Later, on the evening of that day, Gus went to see Peach. He stood in the doorway of her bedroom most of the time, rather than sitting on the end of her bed, as he usually did.

“Did I ever tell you about this woman I know in New York called Ruby Renthal?” asked Gus.

“Whose husband is in prison for insider trading, that one?”

“That one.”

“I don’t know if you did or not. She gives parties and lives in that vast apartment. I’ve read all that.”

“Her name used to be Ruby Nolte. She used to be an airline stewardess.”

“Is there a punch to all this?”

“There is. About seven years ago, when she was still a stewardess, she got beaten up here in Los Angeles, by a man she was involved with at the time. The guy really bashed her face in.”

Peach, interested now, looked at Gus.

“She was in the hospital for ten days. She wanted to press charges, but the guy warned her not to, and the guy had some tough friends, and so she didn’t press charges.”

“Yes?”

“The guy was Lefty Flint.”

“Why did I know that was what you were going to say?”

“He’s going to do it again. You know that, don’t you?”

“Then call the police, Gus.”

“The police can’t do anything until after the damage is done.”

They remained in silence for a few moments.

“I have to go,” said Gus, finally, looking at his watch, as if he were on a schedule. He walked toward her bed. As usual, she was barricaded in it by her wheelchair and the long table covered with books and magazines. He undid the brake of her wheelchair and backed it out of his way, pushed the table to the side, and walked up to her. When he was by her side, he bent down and kissed her. In his gesture, she read farewell.

“S’long,” he said.

“You sound like you’re going on a trip,” she replied.

“No.”

“Are you all right, Gus?”

“Sure.”

“You sound odd.”

He looked at the woman he had been married to for so many years, and divorced from for so many years.
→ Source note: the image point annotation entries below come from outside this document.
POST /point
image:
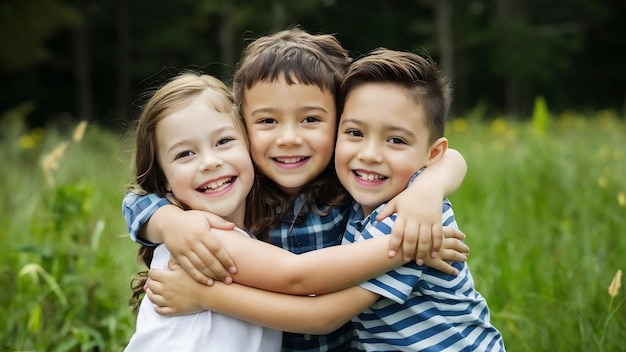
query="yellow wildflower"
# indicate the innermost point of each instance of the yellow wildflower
(79, 131)
(602, 182)
(616, 283)
(498, 125)
(50, 162)
(27, 142)
(621, 199)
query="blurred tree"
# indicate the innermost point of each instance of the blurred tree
(25, 25)
(94, 58)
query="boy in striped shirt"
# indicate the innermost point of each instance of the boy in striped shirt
(395, 106)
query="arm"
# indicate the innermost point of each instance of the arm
(419, 222)
(184, 234)
(304, 314)
(324, 270)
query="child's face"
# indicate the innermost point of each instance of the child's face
(292, 131)
(382, 141)
(205, 160)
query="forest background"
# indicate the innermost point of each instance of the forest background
(538, 114)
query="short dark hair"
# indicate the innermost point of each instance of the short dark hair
(420, 75)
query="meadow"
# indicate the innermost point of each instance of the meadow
(543, 206)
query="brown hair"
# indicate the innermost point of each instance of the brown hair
(148, 176)
(418, 74)
(301, 57)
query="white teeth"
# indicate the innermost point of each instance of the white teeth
(369, 177)
(289, 160)
(216, 185)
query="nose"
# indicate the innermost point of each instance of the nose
(289, 136)
(370, 153)
(210, 161)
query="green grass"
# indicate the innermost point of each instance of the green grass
(542, 204)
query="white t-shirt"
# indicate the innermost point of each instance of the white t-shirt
(204, 331)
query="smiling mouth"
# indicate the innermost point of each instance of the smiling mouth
(291, 160)
(369, 177)
(216, 185)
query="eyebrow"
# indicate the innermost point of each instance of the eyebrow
(300, 109)
(214, 132)
(386, 127)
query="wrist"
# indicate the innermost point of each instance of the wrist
(158, 227)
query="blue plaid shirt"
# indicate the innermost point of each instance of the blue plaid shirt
(297, 235)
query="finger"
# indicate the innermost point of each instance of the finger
(444, 267)
(395, 241)
(423, 243)
(453, 255)
(411, 236)
(173, 264)
(386, 211)
(454, 245)
(437, 239)
(451, 232)
(217, 222)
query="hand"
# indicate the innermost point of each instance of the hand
(418, 225)
(171, 291)
(453, 249)
(188, 238)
Nearly bedridden, she had become accustomed to staring at a television set with picture but no sound when she did not wish to deal with the moment at hand in her life, but this time she returned her former husband’s look. He felt a tremendous affection for her.

He turned and replaced the wheelchair in its correct position, braked it, put her table back in place, and
walked out of her room, down her hallway to the front door. There, on a table, in a chipped porcelain bowl, was a bouquet of roses from Peach’s garden, jammed together, in an arrangement that Lorenza, in the unlikely event she ever saw it, would disapprove of. Gus reached in and pulled out a yellow rose, open to almost full flower, and took it with him as he opened the front door and walked to his rented car parked in the driveway.